# hibernation already ???



## booyea797 (Aug 27, 2011)

Hey guys so I was out of town this weekend and my mom is watching my baby 2011 extreme and she said hes not eating and sleeping all day comes out some water then goes burrow and burrows deep where they can't find him is he ok is he going to sleep soon or just miss me  he won't really eat either


----------



## james.w (Aug 27, 2011)

Could be slowing down to start hibernation. Just follow his lead.


----------



## herpgirl2510 (Aug 28, 2011)

Could be I know Chevy went down in the middle of August last year he is a 2010.


----------



## booyea797 (Aug 28, 2011)

He doesn't want to come out and sleeps under his watrrbowl now shouldbi try to feed him or what I need tips for hibernation and info asap


----------



## herpgirl2510 (Aug 29, 2011)

Check out the hibernation forum there are many threads about this.


----------



## Rhetoric (Aug 29, 2011)

Gurus slowed down quite a bit. He's only been eating 2x a week for the last month or so. He's only coming out for a couple hours and then hes back in his man cave for the rest of the night.


----------



## Dirtydmc (Aug 30, 2011)

herpgirl2510 said:


> Could be I know Chevy went down in the middle of August last year he is a 2010.
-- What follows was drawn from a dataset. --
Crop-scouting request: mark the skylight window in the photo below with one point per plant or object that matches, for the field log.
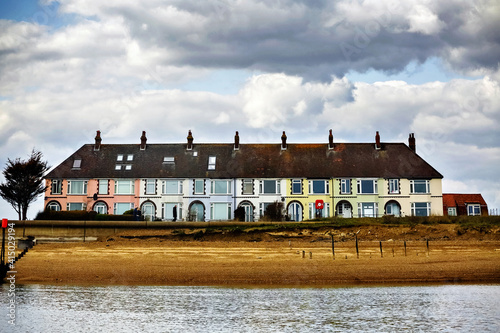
(169, 160)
 Chevy is my daughters nickname. 

Sorry for snibbing your thread. 



booyea797 said:


> He doesn't want to come out and sleeps under his watrrbowl now shouldbi try to feed him or what I need tips for hibernation and info asap



Offer him food daily until you know he's not eating. Leave fresh water everyday nomatter what. Bobby says to keep the light on until he doesn't come out anymore. Please, see varnyards threads on this site for care. Bobby knows best. 30 years of tegus says something.


----------



## booyea797 (Aug 30, 2011)

Now he won't eat what's going on


----------



## new2tegus (Aug 30, 2011)

Probably getting ready to go down, I would just hang on and see what he does, mine seems to be slowing down as well. So i'm just waiting too


----------